I focused on what was wrong with what I was doing, not what was right about it
We all tend to have a pretty good idea of what’s not great about our unwanted habits. Not least because negative impacts tend to be the reason we want to change. By shifting our focus to the purpose our habits are serving (or once served) we can gain more insight into why we adopted them in the first place. This increase in self-awareness helps us to consider what new habits we want to put in place when we change the status quo and leave ourselves without existing coping strategies and comfort zones. I often share with my clients how, by shifting my focus to how my unwanted habits were actually serving me, I gained insight such as realising that Sunday evening binges were helping to soothe boredom and giving me a sense of escape. So, I started planning ahead for this and booking myself a Sunday evening karaoke booth during the first weeks when it was hardest to stay on track with my new eating habits.

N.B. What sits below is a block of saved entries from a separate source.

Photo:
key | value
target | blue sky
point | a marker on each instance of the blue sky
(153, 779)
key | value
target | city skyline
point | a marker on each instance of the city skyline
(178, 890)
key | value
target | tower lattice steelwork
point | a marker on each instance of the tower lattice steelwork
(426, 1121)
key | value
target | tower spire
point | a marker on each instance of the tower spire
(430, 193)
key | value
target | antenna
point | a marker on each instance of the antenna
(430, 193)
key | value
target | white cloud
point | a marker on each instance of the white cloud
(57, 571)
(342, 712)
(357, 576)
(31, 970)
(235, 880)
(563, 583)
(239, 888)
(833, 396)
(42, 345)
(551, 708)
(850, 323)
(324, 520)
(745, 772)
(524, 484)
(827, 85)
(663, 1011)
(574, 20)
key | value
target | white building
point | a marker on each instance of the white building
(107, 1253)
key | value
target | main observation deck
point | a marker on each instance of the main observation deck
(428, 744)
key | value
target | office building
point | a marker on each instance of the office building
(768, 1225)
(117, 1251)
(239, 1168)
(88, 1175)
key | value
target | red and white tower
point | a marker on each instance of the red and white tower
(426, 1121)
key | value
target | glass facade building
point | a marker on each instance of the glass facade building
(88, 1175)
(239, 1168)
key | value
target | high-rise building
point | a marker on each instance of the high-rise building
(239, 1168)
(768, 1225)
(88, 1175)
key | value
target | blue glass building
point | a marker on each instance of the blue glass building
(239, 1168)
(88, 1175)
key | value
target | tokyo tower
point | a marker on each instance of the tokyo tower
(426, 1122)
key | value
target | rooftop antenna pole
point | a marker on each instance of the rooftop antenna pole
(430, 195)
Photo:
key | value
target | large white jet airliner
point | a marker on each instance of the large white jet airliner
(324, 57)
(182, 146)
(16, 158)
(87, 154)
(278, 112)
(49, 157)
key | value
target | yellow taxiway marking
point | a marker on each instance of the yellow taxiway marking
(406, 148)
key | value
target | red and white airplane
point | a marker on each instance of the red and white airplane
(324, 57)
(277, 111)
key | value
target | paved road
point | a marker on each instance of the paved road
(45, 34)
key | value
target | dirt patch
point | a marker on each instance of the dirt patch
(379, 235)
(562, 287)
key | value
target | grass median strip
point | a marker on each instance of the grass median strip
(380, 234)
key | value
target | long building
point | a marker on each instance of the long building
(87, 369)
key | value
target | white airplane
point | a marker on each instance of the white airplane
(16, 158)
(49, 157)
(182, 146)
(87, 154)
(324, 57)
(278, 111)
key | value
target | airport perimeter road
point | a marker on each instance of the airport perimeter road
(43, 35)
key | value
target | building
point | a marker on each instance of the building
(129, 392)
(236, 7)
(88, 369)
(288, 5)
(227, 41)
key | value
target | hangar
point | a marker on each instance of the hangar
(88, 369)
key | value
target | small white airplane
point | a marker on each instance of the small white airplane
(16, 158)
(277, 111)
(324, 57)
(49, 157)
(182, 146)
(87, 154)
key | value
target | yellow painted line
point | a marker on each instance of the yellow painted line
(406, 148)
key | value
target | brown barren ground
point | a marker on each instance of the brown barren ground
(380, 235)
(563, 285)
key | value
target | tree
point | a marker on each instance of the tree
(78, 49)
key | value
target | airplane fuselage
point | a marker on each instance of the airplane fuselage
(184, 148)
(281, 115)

I thought tough love and punishing myself would work
We all know exactly how to motivate someone else who is trying to do something difficult and what to say to a loved one if they need to get back on track after a blip. Yet so often when it comes to our own unwanted behaviours, we underestimate our ability to withstand short-term discomfort and we beat ourselves up internally when we do something we’re not proud of. Not only does this do no favours for our self-esteem (and make for an unpleasant internal soundtrack), it’s also completely counterproductive when we’re trying to achieve ambitious goals. Being our own cheerleaders, calling out the flawed logic of our own excuses and giving ourselves the same support we’d give our loved ones is a very effective way of staying on track with a difficult plan of change and can really help to address ‘all or nothing’ ways.
I wasn’t completely honest about my reasons to change
Throughout my life I had countless conversations with medical professionals who were concerned about my weight. Most GP visits involved a warning of some kind about the dangers of diabetes and heart disease. But when it came to pushing through in the most challenging and boring parts of a weight loss plan however, it was the thought of feeling more comfortable on a beach holiday that kept me going, not my future health. I didn’t want to admit that to anyone else but once I stopped trying to make other people’s reasons my own and stopped judging my true motivators, my habits shifted more easily than they ever had before.
I was living life ‘on-hold’
So many of us decide at some point that we we’ll be worthy of truly enjoying our lives once we’ve achieved a particular goal. Yet what I know from my own experience (and now the experiences of so many others) is that goals happen to get ticked off far more quickly and easily when we learn to show unconditional kindness towards ourselves.